Mobility Plan's Westwood, Central bike lanes to get a hearing

FILE: A bike lane on Avenue 50 in Los Angeles, California.
FILE: A bike lane on Avenue 50 in Los Angeles, California. waltarrrrr/Flickr (cc by-nc-nd)

Debate over a controversial plan for the future of Los Angeles traffic will heat up again Thursday as the City Planning Commission considers several changes to the proposal.

The Mobility Plan 2035 is an update to the transportation portion of the city's General Plan, a blueprint to guide policy decisions over the coming decades. 

But the Mobility Plan has turned into a battleground, pitting competing visions for the transportation future of the city against each other: one with the car at its center, the other with more room for bikes, pedestrians and public transit.

The plan calls for adding hundreds of miles of new bike and bus-only lanes, in some cases by removing lanes for car traffic.

That has spurred two lawsuits and passionate arguments. Activists from both sides have routinely packed L.A. City Council meetings to offer public comment on the proposals.

The council passed the plan last August, then approved it again in November to fix a procedural mistake.

The organization Fix the City has led the charge against the plan, filing a lawsuit that claims an environmental review did not accurately account for the increase in traffic delays and greenhouse gas emissions that additional bike and bus lanes could cause by impeding car flow.

Many biking, walking and street safety advocates have supported the plan, which also includes adoption of the initiative known as Vision Zero to reduce traffic fatalities to zero by making safety the top priority in city planning.
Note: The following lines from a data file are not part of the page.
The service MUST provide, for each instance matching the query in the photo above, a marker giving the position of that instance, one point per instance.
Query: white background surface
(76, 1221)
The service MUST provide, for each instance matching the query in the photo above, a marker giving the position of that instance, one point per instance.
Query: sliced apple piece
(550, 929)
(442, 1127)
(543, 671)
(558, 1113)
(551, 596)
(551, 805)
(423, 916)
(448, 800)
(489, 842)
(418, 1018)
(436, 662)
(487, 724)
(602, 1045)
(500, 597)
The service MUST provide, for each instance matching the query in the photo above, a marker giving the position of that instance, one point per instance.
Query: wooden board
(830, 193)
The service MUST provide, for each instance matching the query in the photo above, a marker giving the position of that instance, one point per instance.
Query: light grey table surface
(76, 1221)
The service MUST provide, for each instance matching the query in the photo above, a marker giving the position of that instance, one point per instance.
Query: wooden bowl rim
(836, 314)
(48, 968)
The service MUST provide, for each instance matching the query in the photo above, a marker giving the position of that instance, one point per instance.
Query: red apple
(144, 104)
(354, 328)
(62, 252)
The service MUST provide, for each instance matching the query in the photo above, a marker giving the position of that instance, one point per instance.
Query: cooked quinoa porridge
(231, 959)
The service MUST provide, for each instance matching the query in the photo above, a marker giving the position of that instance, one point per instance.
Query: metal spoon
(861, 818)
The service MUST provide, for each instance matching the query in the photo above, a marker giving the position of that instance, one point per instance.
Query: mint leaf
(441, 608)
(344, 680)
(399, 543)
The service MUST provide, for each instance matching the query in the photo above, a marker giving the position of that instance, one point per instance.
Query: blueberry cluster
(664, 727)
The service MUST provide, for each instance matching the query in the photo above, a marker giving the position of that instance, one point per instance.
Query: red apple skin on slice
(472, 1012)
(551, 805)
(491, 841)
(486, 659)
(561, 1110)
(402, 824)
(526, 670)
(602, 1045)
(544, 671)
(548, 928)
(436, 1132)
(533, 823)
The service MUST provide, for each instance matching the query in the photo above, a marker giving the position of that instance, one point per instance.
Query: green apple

At issue Thursday are several changes proposed by City Council members, notably the removal of planned bike lanes on Westwood Boulevard near UCLA and Central Avenue in South L.A.

The City Planning Commission will hear public comment at its 8:30 a.m. meeting at City Hall and then decide whether to make the proposed changes to the Mobility Plan. It then goes to the mayor for approval and back to City Council for votes on any amendments.